15e édition du Festival national du Raï à Sidi Bel-Abbès : Cheikha Rimitti à l’honneur
Du 31 août au 3 septembre, la wilaya de Sidi Bel-Abbès se transforme en capitale à ciel ouvert de la chanson raï pour la 15e édition du Festival national qui porte son nom, avec en fil rouge un hommage appuyé à Cheikha Rimitti, cette voix rocailleuse née dans les monts alentour et devenue légende planétaire.

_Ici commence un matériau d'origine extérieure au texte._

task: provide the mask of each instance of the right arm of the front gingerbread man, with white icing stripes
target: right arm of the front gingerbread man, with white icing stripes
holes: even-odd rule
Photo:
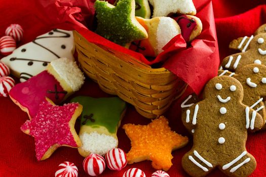
[[[264,122],[260,114],[258,114],[255,110],[250,107],[245,107],[245,115],[246,115],[246,128],[250,131],[259,130]]]

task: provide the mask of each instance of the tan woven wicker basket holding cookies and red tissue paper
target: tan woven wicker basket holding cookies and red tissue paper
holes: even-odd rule
[[[167,69],[153,69],[132,56],[97,46],[77,31],[73,35],[85,74],[104,92],[135,106],[144,117],[162,115],[185,91],[186,84]]]

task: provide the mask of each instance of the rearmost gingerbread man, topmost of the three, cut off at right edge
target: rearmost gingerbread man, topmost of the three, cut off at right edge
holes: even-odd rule
[[[245,65],[256,63],[266,65],[266,33],[259,33],[249,38],[249,50],[244,47],[242,53],[225,57],[221,63],[224,70],[235,71]],[[247,45],[246,45],[247,46]]]

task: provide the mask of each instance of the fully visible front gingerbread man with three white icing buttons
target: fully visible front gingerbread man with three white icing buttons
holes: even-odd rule
[[[203,101],[182,114],[188,129],[195,129],[192,150],[182,158],[191,176],[205,176],[215,167],[229,176],[248,176],[256,168],[246,150],[247,130],[258,130],[262,117],[242,103],[243,87],[229,76],[217,76],[205,87]]]

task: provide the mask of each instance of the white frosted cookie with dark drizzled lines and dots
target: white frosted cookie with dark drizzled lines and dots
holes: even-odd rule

Quatre jours durant, la ville va vibrer au rythme d’une musique qui a toujours refusé de baisser les yeux. On y célèbre Saadia Bediaf, plus connue du monde entier sous le nom de Cheikha Rimitti, native de Tessala, un modeste douar niché dans les monts du même massif, tout près de Sidi Bel-Abbès. Orpheline très jeune, elle a grandi au fil des mariages et des veillées populaires, puisant sa voix dans le malheur avant d’en faire un marqueur à part entière. Sa trajectoire, de l’anonymat rural à la scène de l’Institut du monde arabe, résume à elle seule l’épopée du raï, cette musique née dans les campagnes de l’Oranie dans les années trente et qui n’a jamais cessé de grandir.
Ce choix n’a rien d’un hasard protocolaire. Il s’inscrit dans une actualité encore fraîche. Le raï, en tant que tradition vivante, a été inscrit le 1er décembre 2022 par l’UNESCO sur la liste représentative du patrimoine culturel immatériel de l’humanité. Trois ans plus tard, cette consécration continue d’irriguer chaque programmation culturelle nationale et donne à ce festival une résonance particulière, celle d’un patrimoine désormais protégé qui doit pourtant rester dans la rue, dans les mariages et sur les planches, là où il est né.
Les organisateurs promettent un programme généreux mêlant grandes voix confirmées et jeunes talents montants, dans des soirées qui devraient faire vibrer les places publiques de la ville jusque tard dans la nuit. À ces moments de communion musicale s’ajouteront des conférences et des rencontres consacrées au parcours historique du genre, histoire de rappeler aux plus jeunes que derrière chaque tube dansant se cache une manière détournée de dire l’amour et le désespoir sans jamais demander la permission.
Sidi Bel-Abbès n’est pas un décor choisi au hasard pour cette célébration. La wilaya revendique une filiation directe avec les pionniers du raï et voit dans ce festival l’occasion de réaffirmer sa place dans la géographie de cette musique, aux côtés d’Oran et de Relizane. Le ministère de tutelle en a fait un espace fédérateur, où l’authenticité et l’esthétique du genre priment sur le simple divertissement, une manière de tisser un pont entre les chioukh d’hier et les chebs d’aujourd’hui.
Et la réussite de ce rendez-vous se mesurera moins aux discours qu’à l’ambiance des soirées elles-mêmes, à la ferveur du public quand résonneront les premières notes de gasba, à cette énergie populaire qui a toujours fait la force du raï bien avant les estrades officielles. Cheikha Rimitti, elle qui n’a jamais su écrire une note de musique et composait tout de mémoire, aurait sans doute préféré qu’on chante sa mémoire plutôt qu’on ne la commémore. C’est exactement ce que Sidi Bel-Abbès s’apprête à faire, entre le 31 août et le 3 septembre, en lui offrant sa ville natale comme scène.